Après plusieurs mois où l’humanité tout entière était en mode survie sous l’épée de Damoclès que représente la COVID-19, voilà que la vie réapparaît timidement, malgré la crainte d’une deuxième vague.

Marie Hatem Marie Hatem
Professeure titulaire, Université de Montréal, École de santé publique – département de médecine sociale et préventive

Le Québec, à l’instar d’autres pays, a mis en place un processus de déconfinement par étapes. Les lieux de culte, toutes religions confondues, ont été parmi les derniers lieux publics à être « autorisés » à ouvrir leurs portes, offrir leurs services et accueillir les fidèles.

Certains ont critiqué les risques posés par ce déconfinement, alors qu’il a été le fruit d’un processus rigoureux qui a exigé le concours de nombreuses ressources et s’est fait à l’initiative des instances responsables des différentes confessions religieuses du Québec, réunies pour assurer la protection des droits des fidèles à l’expression de leur besoin spirituel.

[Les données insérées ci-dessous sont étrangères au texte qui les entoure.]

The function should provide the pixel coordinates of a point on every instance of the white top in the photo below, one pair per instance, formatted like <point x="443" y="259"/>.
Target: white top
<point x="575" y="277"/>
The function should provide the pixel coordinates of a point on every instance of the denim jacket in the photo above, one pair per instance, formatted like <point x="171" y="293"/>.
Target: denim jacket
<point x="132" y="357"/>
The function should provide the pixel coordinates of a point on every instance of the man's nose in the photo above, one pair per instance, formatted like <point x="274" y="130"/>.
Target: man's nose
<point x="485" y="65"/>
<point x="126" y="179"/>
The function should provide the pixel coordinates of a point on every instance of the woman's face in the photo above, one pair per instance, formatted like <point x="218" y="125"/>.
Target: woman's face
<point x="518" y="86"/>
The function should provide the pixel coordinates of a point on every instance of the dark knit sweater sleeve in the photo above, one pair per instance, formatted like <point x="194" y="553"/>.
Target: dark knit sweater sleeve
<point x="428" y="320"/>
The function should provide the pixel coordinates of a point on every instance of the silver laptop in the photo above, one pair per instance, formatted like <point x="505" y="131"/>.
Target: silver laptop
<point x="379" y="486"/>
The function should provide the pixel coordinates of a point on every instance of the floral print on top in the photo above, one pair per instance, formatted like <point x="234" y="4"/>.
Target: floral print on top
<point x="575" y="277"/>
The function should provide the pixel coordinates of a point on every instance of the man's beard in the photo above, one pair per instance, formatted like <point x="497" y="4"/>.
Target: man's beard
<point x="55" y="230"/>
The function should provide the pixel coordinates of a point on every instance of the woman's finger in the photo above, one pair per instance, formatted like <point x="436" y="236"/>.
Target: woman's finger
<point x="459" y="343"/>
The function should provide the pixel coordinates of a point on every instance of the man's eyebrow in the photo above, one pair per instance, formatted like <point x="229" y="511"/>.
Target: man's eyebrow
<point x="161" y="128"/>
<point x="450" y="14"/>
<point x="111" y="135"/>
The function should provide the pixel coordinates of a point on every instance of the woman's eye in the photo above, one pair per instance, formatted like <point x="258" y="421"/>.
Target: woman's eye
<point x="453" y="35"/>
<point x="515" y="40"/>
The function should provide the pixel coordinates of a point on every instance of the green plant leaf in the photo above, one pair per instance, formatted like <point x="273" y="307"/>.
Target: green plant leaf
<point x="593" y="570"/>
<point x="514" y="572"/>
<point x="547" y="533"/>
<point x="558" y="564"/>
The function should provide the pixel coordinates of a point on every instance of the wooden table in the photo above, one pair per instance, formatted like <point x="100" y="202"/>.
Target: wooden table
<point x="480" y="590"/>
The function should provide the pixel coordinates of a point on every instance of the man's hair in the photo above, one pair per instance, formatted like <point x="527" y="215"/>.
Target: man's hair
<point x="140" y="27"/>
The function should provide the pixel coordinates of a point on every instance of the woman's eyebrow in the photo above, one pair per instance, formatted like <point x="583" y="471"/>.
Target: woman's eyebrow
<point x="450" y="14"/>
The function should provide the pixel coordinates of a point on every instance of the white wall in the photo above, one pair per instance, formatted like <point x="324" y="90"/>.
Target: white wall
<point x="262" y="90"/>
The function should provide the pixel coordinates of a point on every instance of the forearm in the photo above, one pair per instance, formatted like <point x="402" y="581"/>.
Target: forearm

Ce besoin spirituel a été manifeste depuis l’aube des civilisations, depuis la mythologie en passant par les trois religions monothéistes qui représentent le plus grand nombre de croyants sur terre. Maslow a reconnu en 1967 que l’humain ayant dépassé le niveau d’accomplissement de soi est motivé par des valeurs qui transcendent sa personne, dont les causes spirituelles liées à la foi et à la spiritualité.

Les instances des différentes confessions religieuses, conscientes de leur rôle dans la satisfaction de ce besoin, ont négocié conjointement avec les représentants du gouvernement les conditions de la reprise de leurs services. Le représentant de chaque confession s’est ensuite assuré que ces directives soient appliquées aux différents niveaux organisationnels qu’il représente.

Protocoles

Dans ce contexte, l’Assemblée des évêques catholiques du Québec (AECQ) a développé les protocoles qui guident la réouverture des lieux de culte et l’offre des différents services religieux, sacramentels et pastoraux. Chaque diocèse a établi une structure qui a donné lieu à la mise en place d’un comité de déconfinement, pour implanter les directives de l’AECQ dans les différentes paroisses, missions, chapelles ou oratoires du diocèse de Montréal.

À Montréal, le comité de déconfinement a commencé ses travaux par une recherche portant sur des expériences de déconfinement dans les milieux qui nous ont devancés dans ce processus pour bénéficier de leur expérience.

Le comité tenait compte des décisions gouvernementales évolutives en matière de santé publique en plus d’avoir recours aux recommandations émises par les instances de santé publique des États-Unis, par exemple, compte tenu de la sévérité de la situation qui y a prévalu. Le comité a établi des directives, un guide, des listes de vérification, des documents pour la formation des bénévoles, des affiches à l’intention des fidèles, de la signalisation, etc.

Soutenu par les responsables du diocèse de Montréal, il a ensuite entrepris le soutien aux (paroisses, missions, communautés religieuses, groupes de foi, etc.) en leur demandant de constituer un comité local de déconfinement. Des webinaires ont été offerts pour clarifier les enjeux de l’épidémie, les exigences de la santé publique et le processus de déconfinement par étapes proposé par le diocèse. Le comité a créé une page au sein du site internet du diocèse, où toutes les informations ainsi qu’une foire aux questions étaient disponibles.

Pour que le lieu de culte soit autorisé à rouvrir ses portes, le comité local devait soumettre au comité diocésain un rapport décrivant, preuves à l’appui, les mesures prises dans leur milieu pour garantir le respect de la distanciation et de l’hygiène/désinfection. Les vicaires épiscopaux régionaux ont été mis à contribution pour vérifier la préparation réelle de chacun des milieux.

Espérons que, connaissant maintenant mieux les démarches ayant mené à la réouverture des lieux de culte, les critiques constatent que rien n’a été laissé au hasard pour assurer la santé spirituelle et physique des fidèles québécois.